The study of adaptation to the onset of chronic and life-threatening illnesses and physical disabilities has captured the interest of theorists, researchers, educators, and clinicians for over three quarters of a century. During this period, and since the pioneering work of a small group of dedicated theorists and researchers who referred to their newly created field as somatopsychology, the field of PACID has grown exponentially. In this brief paper, the author sought to highlight eight theoretically challenging and empirically viable areas whose future exploration is likely to lead to better understanding of PACID; at the same time, these serve to bolster QOL among individuals who have sustained CID, and have concurrently faced societal and environmental barriers.

Roughly, the eight suggested PACID-linked areas range from those reflecting the more traditional CID models, occasionally labeled as “biomedical”, “functional” and PACID-specific; to “psychodynamic” models (i.e., the impact of CID duration, role of denial, and influence of cumulative, early in life traumas on PACID); to more modern models, periodically termed “environmental”, “sociocultural”, and “disability identity.” These are all, in turn, informed by the contributions amassed over the past century from existential-humanistic philosophy and, in the more recent 30 to 40 years, the advent of the positive psychology movement (i.e., linking psychological energy-like constructs, perceived personal growth and transcendence to PACID).

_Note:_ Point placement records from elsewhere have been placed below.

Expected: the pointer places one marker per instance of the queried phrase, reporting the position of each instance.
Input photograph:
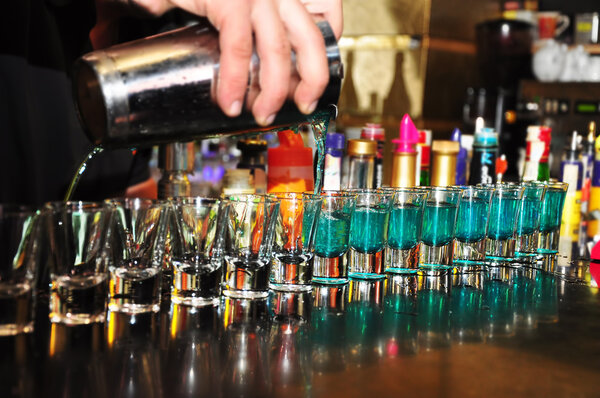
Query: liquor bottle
(424, 157)
(361, 154)
(334, 153)
(374, 132)
(461, 161)
(571, 172)
(483, 164)
(445, 154)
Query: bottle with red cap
(290, 165)
(374, 132)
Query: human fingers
(311, 58)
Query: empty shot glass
(332, 236)
(368, 233)
(248, 245)
(502, 224)
(293, 249)
(18, 263)
(437, 236)
(78, 261)
(550, 217)
(197, 250)
(528, 222)
(471, 225)
(404, 230)
(137, 241)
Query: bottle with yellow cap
(445, 155)
(361, 157)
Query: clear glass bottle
(361, 155)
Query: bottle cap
(486, 137)
(362, 147)
(290, 152)
(373, 131)
(408, 136)
(335, 141)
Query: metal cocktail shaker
(162, 89)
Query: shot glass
(528, 222)
(79, 259)
(368, 233)
(471, 225)
(502, 224)
(18, 263)
(404, 230)
(437, 236)
(197, 250)
(551, 216)
(332, 236)
(293, 250)
(137, 241)
(248, 245)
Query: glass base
(129, 308)
(499, 252)
(296, 273)
(194, 301)
(402, 261)
(334, 268)
(365, 265)
(469, 253)
(71, 319)
(526, 245)
(245, 294)
(14, 329)
(548, 242)
(435, 257)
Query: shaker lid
(362, 147)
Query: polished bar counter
(495, 333)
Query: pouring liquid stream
(79, 173)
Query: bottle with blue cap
(483, 164)
(334, 152)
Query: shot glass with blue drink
(404, 230)
(368, 233)
(437, 236)
(528, 222)
(551, 216)
(330, 265)
(502, 224)
(471, 225)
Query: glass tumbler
(137, 240)
(471, 225)
(332, 236)
(550, 218)
(528, 222)
(79, 259)
(248, 245)
(197, 250)
(368, 233)
(404, 230)
(18, 263)
(293, 249)
(439, 218)
(502, 224)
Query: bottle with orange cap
(290, 165)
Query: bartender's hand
(278, 26)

These suggested future research areas, although far from being all-inclusive or consensually arrived at, do nevertheless offer a prism through which the lives of people with CID could be better studied, understood, appreciated, and used as benchmarks for improved future rehabilitation services.

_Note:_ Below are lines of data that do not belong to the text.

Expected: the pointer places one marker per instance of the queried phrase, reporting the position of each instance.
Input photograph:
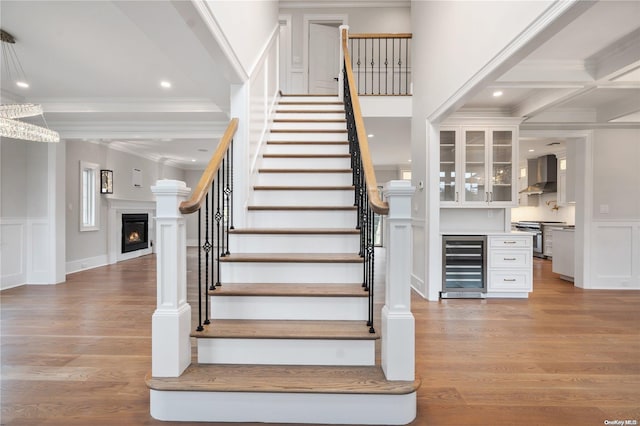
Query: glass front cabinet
(478, 166)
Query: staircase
(288, 340)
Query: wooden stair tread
(296, 231)
(310, 120)
(307, 143)
(293, 257)
(290, 290)
(286, 329)
(308, 130)
(283, 379)
(305, 171)
(310, 103)
(302, 208)
(306, 155)
(309, 111)
(303, 188)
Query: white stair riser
(303, 198)
(290, 273)
(309, 115)
(305, 163)
(308, 125)
(286, 351)
(302, 219)
(296, 136)
(295, 408)
(289, 308)
(306, 148)
(298, 243)
(306, 179)
(314, 99)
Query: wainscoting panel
(13, 240)
(615, 255)
(38, 259)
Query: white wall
(615, 230)
(247, 25)
(30, 221)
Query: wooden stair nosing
(314, 120)
(303, 208)
(272, 142)
(280, 170)
(309, 111)
(310, 103)
(308, 131)
(303, 188)
(292, 258)
(290, 290)
(310, 156)
(286, 329)
(283, 379)
(295, 231)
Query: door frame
(308, 19)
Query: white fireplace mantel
(118, 207)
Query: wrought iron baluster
(200, 327)
(227, 193)
(406, 66)
(218, 216)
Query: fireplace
(135, 232)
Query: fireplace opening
(135, 230)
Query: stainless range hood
(542, 174)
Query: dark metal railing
(381, 63)
(213, 200)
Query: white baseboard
(87, 263)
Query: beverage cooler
(464, 266)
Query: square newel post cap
(398, 194)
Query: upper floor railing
(381, 63)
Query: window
(89, 201)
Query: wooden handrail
(377, 204)
(198, 195)
(382, 35)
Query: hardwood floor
(77, 353)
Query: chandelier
(10, 126)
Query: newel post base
(398, 323)
(171, 322)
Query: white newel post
(171, 322)
(398, 324)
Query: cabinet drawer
(509, 281)
(516, 241)
(510, 259)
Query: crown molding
(332, 4)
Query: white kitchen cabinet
(478, 166)
(510, 264)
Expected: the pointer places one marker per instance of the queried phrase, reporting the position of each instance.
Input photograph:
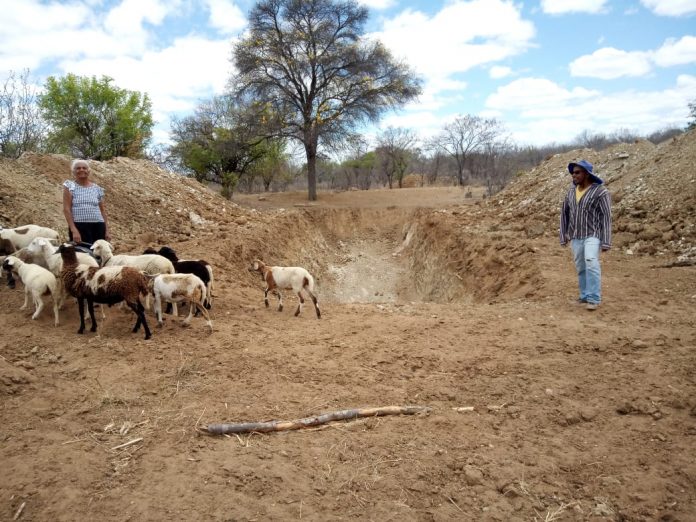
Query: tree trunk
(311, 151)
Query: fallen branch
(19, 511)
(265, 427)
(677, 264)
(126, 444)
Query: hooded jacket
(589, 217)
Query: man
(586, 223)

  1. These influences go beyond Wright’s four value changes as empirically depicted in Linkowski’s (and Groomes & Linkowski’s revised) Acceptance of Disability (AD) Scale (Groomes & Linkowski, 2007; Linkowski, 1971), and encompass generalized belief systems that range from succumbing to the impact of CID to overcoming it through coping efforts and active participation in valued activities.

  2. Homeostasis is traditionally viewed as a form of dynamic equilibrium. In this paper, the two constructs are used interchangeably.

  3. Although several measures of denial exist, most are CID-specific and seek to depict its existence in survivors of heart conditions (e.g., the Levine Denial of Illness Scale; Levine et al., 1994) and cancer (e.g., the Denial in Cancer Interview; Voss et al., 2007). Additionally, these measures rely mostly on semi-structured interviews and possess limited psychometric soundness. Finally, although brief denial subscales can be found in several of the existing generic coping scales, they are fraught with questionable validity and reliability indices, small number of items, and seldom address CID populations.